Research Associates: Mo Mu, T. Drashansky, E. A. Vavalis
Sponsor: Advanced Research Projects Agency
This project has two main technical thrusts:
1. Creating new algorithms that are highly parallel and that reflect the natural parallelism of the physical world.
We aim for algorithms that are quite general in both equations and geometry. We propose to use collocation methods with modest degree polynomial bases (e.g., cubic splines, Hermite cubics, etc.). Collocation gives the flexibility to handle general problems and has been shown to be efficient and robust in practice (even though analysis of this method is more difficult than others). Polynomial bases of degrees 3 and 5 provide superior accuracy and efficiency compared to the more commonly used linear polynomial basis. With collocation as the underlying PDE technique, we then apply domain decomposition techniques and iteration.
2. Automating the process of parallelizing the computation and distributing the work to many processors.
At the first level, we partition the computations at a high level for a machine with many similar processors (e.g., a hypercube machine with, say, a 1000 processors).

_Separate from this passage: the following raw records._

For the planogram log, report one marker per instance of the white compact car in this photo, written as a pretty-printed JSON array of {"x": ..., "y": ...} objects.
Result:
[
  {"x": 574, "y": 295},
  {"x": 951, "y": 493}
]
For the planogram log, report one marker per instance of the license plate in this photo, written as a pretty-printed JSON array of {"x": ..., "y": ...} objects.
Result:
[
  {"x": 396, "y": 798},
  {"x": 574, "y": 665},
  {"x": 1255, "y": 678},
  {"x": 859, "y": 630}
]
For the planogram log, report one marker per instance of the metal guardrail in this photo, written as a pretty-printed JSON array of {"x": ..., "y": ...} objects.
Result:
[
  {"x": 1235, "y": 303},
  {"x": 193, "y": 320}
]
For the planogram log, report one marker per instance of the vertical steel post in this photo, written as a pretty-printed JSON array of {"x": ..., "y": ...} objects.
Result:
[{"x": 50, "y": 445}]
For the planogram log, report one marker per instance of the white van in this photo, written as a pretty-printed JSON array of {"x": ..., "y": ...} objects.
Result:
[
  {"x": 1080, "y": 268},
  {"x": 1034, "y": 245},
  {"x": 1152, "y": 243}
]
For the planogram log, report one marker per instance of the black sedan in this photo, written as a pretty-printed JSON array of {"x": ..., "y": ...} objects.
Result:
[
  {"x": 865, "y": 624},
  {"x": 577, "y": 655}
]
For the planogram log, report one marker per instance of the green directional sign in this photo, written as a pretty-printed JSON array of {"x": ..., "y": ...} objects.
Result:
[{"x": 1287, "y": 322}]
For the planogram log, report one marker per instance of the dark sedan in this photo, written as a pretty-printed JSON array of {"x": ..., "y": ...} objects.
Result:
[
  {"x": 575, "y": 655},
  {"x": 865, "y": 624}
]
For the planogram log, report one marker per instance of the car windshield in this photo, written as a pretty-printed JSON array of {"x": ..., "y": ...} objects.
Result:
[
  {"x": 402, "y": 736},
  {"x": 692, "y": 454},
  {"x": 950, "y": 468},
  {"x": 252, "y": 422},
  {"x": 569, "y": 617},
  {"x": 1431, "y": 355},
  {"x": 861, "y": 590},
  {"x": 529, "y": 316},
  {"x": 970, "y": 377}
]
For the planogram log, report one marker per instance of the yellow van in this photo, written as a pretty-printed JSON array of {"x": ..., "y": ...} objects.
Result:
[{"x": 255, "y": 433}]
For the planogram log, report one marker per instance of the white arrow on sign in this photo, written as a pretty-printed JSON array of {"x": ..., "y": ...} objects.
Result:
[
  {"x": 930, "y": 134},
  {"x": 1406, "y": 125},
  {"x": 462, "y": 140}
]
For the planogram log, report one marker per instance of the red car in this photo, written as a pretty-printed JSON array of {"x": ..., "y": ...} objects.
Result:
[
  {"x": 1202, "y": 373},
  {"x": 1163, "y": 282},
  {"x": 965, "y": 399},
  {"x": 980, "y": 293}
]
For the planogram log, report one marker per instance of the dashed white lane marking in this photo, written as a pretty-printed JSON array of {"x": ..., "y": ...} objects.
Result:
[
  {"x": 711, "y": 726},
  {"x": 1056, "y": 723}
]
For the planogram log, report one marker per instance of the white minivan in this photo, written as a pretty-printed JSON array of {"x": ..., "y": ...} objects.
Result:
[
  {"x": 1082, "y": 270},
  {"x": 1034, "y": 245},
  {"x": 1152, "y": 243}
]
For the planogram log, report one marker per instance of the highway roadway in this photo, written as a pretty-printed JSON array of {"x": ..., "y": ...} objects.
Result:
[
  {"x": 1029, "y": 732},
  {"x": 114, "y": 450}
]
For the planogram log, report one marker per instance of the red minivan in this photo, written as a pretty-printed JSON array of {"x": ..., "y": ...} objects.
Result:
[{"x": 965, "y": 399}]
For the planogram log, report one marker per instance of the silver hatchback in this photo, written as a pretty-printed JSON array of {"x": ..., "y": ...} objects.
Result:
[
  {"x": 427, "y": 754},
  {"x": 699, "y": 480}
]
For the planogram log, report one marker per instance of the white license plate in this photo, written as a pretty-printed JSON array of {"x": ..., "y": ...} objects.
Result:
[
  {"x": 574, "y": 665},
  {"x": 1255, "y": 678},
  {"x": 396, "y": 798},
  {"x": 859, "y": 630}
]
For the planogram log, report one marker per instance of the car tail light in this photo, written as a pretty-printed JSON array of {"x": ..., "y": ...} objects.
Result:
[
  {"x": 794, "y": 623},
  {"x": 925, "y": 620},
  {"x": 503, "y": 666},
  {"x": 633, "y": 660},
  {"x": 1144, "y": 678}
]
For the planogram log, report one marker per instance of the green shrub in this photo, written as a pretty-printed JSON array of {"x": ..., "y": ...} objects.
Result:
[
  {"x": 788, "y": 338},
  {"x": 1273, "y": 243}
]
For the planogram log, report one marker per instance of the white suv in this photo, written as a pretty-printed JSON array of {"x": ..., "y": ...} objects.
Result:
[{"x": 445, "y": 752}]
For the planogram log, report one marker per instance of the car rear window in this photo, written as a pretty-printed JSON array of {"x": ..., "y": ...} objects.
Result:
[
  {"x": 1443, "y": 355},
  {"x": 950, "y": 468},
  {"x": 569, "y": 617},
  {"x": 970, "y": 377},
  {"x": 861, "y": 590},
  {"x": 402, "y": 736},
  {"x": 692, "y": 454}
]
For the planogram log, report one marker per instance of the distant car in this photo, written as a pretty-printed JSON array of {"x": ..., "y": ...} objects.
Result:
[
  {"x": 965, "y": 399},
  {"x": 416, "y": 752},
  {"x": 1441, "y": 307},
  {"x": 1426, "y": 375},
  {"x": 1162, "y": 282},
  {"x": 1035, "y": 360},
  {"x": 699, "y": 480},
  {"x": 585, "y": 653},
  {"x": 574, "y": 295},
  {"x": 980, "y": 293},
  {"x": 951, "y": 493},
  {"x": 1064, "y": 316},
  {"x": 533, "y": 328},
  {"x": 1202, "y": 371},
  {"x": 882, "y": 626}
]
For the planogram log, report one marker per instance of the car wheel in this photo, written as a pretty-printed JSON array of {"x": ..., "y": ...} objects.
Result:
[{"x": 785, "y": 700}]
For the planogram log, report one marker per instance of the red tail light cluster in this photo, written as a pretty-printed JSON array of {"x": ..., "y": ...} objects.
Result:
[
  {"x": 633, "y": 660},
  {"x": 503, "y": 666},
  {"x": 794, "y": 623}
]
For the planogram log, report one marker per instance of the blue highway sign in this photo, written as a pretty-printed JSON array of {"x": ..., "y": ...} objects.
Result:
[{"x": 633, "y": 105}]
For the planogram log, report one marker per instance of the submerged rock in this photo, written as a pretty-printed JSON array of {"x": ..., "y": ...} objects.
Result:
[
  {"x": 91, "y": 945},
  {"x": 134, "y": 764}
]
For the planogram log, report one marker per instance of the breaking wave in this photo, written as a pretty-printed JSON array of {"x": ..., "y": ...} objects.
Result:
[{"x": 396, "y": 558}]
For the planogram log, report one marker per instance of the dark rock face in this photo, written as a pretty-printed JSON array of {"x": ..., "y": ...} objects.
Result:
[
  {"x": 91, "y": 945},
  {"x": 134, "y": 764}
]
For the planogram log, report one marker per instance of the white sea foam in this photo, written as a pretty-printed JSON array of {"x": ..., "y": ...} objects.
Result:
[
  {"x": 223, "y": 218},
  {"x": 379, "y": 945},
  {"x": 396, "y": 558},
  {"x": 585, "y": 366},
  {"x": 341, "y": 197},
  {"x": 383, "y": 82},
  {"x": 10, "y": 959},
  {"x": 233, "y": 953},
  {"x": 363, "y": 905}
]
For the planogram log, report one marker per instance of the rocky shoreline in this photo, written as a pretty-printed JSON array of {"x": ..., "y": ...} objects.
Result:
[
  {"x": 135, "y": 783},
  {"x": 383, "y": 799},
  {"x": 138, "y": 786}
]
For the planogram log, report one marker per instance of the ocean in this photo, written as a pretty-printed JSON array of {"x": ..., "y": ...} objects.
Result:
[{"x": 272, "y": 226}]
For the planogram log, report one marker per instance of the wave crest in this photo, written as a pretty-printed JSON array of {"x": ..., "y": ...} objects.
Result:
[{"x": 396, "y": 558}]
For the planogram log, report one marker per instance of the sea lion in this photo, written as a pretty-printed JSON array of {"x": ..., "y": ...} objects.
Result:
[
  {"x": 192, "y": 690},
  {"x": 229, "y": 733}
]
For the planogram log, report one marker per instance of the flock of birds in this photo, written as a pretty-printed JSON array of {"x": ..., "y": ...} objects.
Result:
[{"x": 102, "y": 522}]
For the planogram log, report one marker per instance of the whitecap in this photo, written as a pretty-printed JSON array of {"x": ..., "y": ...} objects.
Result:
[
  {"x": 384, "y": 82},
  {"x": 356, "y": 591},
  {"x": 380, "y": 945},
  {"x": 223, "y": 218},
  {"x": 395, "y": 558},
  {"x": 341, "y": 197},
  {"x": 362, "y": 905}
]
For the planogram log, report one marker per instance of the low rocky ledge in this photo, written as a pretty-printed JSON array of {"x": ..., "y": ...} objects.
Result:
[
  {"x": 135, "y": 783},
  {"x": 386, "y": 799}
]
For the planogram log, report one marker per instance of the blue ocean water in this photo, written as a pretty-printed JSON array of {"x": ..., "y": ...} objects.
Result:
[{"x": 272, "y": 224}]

We gather information about the entire computation from the high-level PDE solving system. We then make good estimates of the work for each major step of the problem solution. This information is used as input to a fast heuristic algorithm to partition the computation for efficient execution.
At the second level, we distribute the computation's major modules over different machines in the computing environment. A multi-threaded (or agent based) approach is advocated for load balancing using many more threads (agents) than processors. Our analysis suggests this provides opportunities for simple, dynamic load balancing techniques to be both effective and inexpensive (at least for very large problems). For example, the user interface and problem formulation might run on an ordinary workstation, the linear system might be solved on a 1000-node hypercube, and the solution examined (various cross sections plotted) on a sophisticated graphics terminal attached to a mini-supercomputer.